What Santa didn't bring me for Christmas this last year, I got for myself at The Wine Library back in the States, including two key ingredients for The Apropos: 1) the Italian aperitif Aperol, Campari's genteel cousin: lighter in color and alcohol content, but produced by the same parent company (nowadays, not originally); 2) yellow Chartreuse -- likewise, not as strong as the better-known green Chartreuse -- which was actually on the wish list of a bartending friend back in Canadia. (By the way, remind me never to tell you about the time the PhoBlograpHusband and I managed to transport a double-digit number of booze bottles across the border by being completely honest with the customs guard. I don't know who reads this blog.)

The Apropos' recipe is another one I spied at and held onto because I liked the sound of it, being a twist on the Negroni and similarly elegant in its simplicity. Its dry sweetness makes it a perfect aperitif for just about anyone, while its coral hue means it'd be a good tipple to try on that friend of yours whom you've resolved to turn into a real cocktail drinker in 2012 -- you know, the one who still orders Cosmoplitans. (Yeah, like it's still the mid-90s. Gorsh, how about voting for Newt Gingrich too while you're at it, you Monica/Rachel/Pheebs?!)

The Apropos

(Taken pretty much straight-up from SeriousEats, which in turn got the recipe from Gramercy Tavern)
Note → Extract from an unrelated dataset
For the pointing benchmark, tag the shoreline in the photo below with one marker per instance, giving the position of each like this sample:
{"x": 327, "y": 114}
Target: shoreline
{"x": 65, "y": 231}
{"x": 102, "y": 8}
1 1/2 ounces Bombay London Dry Gin

1 ounce Aperol

1/4 ounce yellow Chartreuse

1/2 ounce freshly squeezed lime juice

Orange twist, to garnish

Combine all liquidingredients in an ice-filled cocktail shaker and shake well. Strain into chilled cocktail glass. Garnish with orange twist.

Tasting Notes

The Gramercy recipe calls for the drink to be strained into an ice-filled higball glass, but since I like my Negronis up, I did the same here.

You probably did not hear it here first, but Italian liqueurs were huge in 2011 and are gonna be huger in '12. We'll talk more about that later, but getting yourself a bottle of Aperol (only $20 and the label is so classic and lovely to look at!) is a good start.